Unfortunatley in war, you learn far more in defeat than in victory.
Actually the raid was a complete success. It was to steal German radar information which was later used to develop "Window" that effectively blinded the German radar system. That's how the allies determined the exact wavelength of the German radar.

Source is "A Man Called Intrepid" by William Stevenson
Bullockracing said:
Actually the raid was a complete success.
Please tell me you're not actually serious. If you want to count hard lessons learned for the later D-Day landings a "success", then I can accept that in the appropriate context, but to call that fiasco of an operation a success? The Canadians alone lost nearly 1000 killed and more than 1800 were taken prisoner. Another 2400 or so were wounded, and at the end of it the rest headed back to England with not a damn thing to show. Success my a*s.

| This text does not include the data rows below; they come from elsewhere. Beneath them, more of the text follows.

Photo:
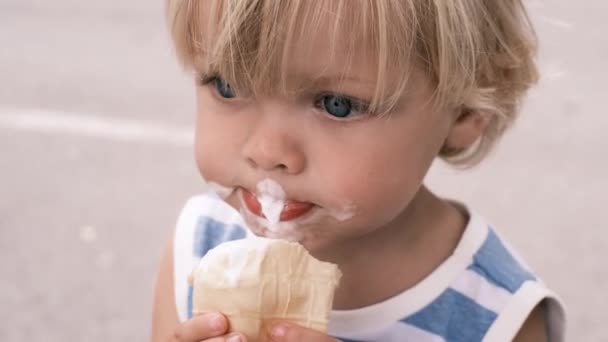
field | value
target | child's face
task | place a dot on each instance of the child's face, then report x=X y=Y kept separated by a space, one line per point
x=359 y=172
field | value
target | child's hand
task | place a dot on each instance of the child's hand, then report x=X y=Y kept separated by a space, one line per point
x=210 y=327
x=288 y=332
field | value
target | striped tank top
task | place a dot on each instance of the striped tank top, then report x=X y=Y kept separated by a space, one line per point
x=482 y=292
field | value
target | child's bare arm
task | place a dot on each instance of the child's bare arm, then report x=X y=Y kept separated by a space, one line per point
x=165 y=322
x=533 y=329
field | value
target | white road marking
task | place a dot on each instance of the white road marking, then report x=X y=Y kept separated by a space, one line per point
x=94 y=126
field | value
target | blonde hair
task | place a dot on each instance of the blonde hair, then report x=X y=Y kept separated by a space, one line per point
x=478 y=53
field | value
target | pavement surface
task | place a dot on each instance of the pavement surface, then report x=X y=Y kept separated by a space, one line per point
x=95 y=119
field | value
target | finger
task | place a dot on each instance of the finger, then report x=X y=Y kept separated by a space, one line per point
x=285 y=332
x=201 y=327
x=234 y=337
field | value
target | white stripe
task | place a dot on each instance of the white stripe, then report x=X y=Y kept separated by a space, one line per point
x=480 y=290
x=407 y=332
x=396 y=332
x=529 y=295
x=87 y=125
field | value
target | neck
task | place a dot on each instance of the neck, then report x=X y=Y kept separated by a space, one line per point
x=399 y=255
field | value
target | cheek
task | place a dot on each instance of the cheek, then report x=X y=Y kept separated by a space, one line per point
x=214 y=146
x=379 y=181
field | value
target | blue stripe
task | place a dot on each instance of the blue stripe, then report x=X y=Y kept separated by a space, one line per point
x=209 y=233
x=454 y=317
x=495 y=263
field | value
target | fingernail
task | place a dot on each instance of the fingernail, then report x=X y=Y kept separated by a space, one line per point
x=234 y=338
x=279 y=331
x=216 y=322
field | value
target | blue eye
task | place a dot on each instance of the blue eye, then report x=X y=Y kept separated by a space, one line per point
x=338 y=106
x=223 y=88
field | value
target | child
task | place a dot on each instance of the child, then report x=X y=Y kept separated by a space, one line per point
x=345 y=104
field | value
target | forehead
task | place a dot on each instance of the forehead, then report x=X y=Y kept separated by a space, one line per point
x=300 y=41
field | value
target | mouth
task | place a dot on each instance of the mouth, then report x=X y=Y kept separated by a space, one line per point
x=291 y=209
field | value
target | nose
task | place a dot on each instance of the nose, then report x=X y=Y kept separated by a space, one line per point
x=273 y=147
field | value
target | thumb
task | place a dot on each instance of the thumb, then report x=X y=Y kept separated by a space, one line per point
x=288 y=332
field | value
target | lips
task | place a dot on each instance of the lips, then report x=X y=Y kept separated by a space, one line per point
x=291 y=209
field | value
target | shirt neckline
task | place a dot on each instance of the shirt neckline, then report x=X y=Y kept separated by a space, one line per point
x=373 y=317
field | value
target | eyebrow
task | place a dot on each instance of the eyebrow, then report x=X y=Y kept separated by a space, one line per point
x=330 y=80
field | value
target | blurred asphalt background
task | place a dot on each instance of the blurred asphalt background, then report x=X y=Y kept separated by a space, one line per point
x=95 y=164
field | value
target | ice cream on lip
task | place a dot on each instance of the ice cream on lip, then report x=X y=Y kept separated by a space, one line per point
x=270 y=203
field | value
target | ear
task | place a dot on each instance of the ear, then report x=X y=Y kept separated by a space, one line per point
x=467 y=127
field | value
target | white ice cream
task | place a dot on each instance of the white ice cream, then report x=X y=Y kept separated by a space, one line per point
x=272 y=199
x=230 y=261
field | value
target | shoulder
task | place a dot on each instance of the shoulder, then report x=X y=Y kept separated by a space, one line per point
x=499 y=280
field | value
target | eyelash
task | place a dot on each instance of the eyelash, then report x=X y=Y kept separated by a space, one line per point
x=360 y=107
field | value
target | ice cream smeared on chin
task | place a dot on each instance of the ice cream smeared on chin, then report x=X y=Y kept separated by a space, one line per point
x=272 y=199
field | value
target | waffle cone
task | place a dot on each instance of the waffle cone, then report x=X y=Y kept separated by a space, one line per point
x=253 y=281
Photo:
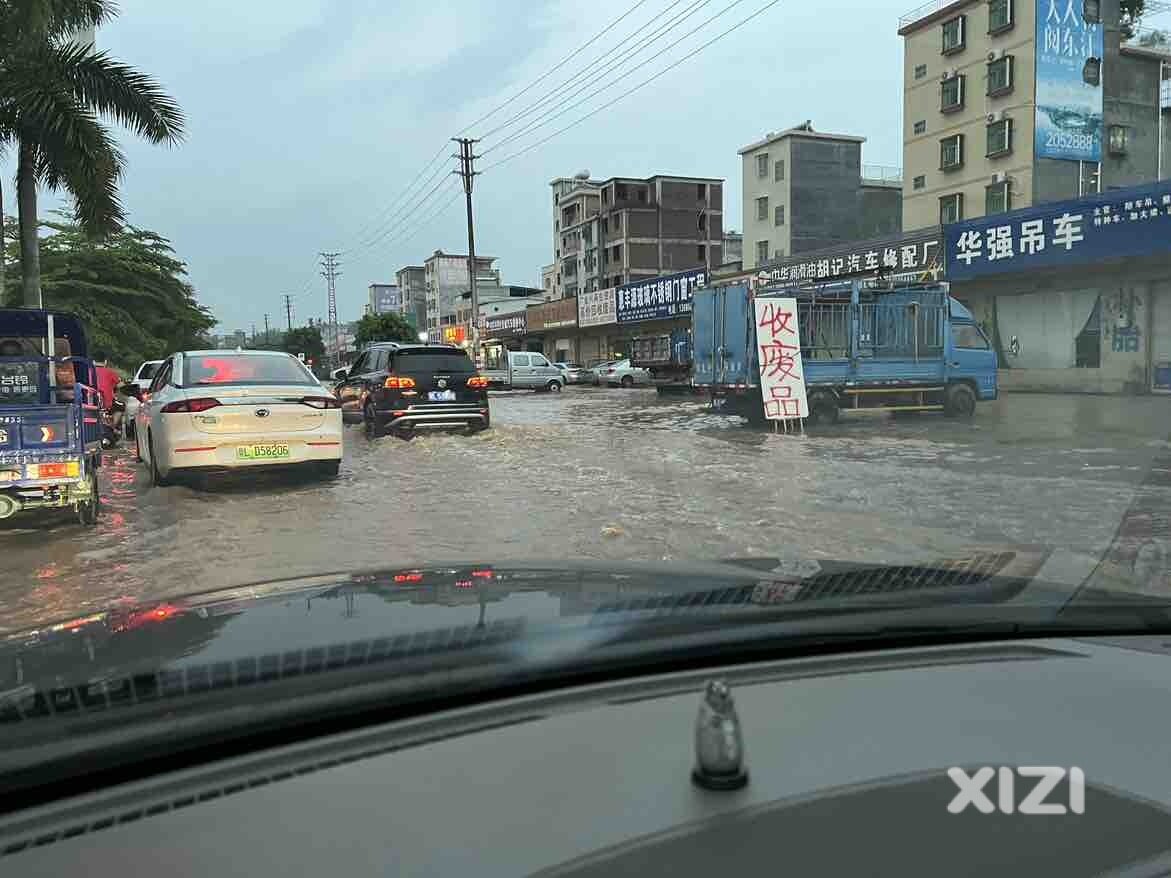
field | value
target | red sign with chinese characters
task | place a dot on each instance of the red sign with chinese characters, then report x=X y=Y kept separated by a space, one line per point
x=779 y=352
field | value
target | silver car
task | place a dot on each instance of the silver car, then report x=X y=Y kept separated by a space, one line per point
x=624 y=375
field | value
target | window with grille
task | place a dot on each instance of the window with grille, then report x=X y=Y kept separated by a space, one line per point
x=951 y=152
x=951 y=208
x=953 y=31
x=1000 y=75
x=951 y=94
x=1000 y=138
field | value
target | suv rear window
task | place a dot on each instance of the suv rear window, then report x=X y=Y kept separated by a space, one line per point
x=432 y=361
x=244 y=369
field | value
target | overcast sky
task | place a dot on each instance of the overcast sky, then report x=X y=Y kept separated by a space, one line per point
x=307 y=118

Not to mention the equipment that was left behind.
You have to read the book to fully appreciate the context of the raid. The raid was nothing more than a coverup disguised as an amphibious assault so the three-man team of scientists could steal vital equipment out of the local radar site. The attached demolition team then blew the radar so the Germans wouldn't suspect anything was taken.

If this had not happened, the Germans would have blown the British night bombers slap out of the sky.
I'm no spy certainly, and I know what you're trying to say with respect to your definition of the "success" of the raid and all, but keep in mind that William Stephenson was known to stretch things a little in his writtings. He was no doubt a hell of a better spook than I am, but his reputation was just a tad overblown I think.
Now lets see if I get this correct this is from memory years ago i read the book by the radar guy sent on the mission and I believe his name was Jack Nissen and he was with a squad from South Saskatchewan Regt and they were instructed to kill him if he was anyways under threat
Interesting read.

While gathering information on the radar proved most usefull, that in itself was not going to change the conduct or course of the war.

It was a VERY costly mission to gather intelligence of moderate value.
Especially since some operatives captured other pieces of a RADAR in a much less costly raid at Bruneval.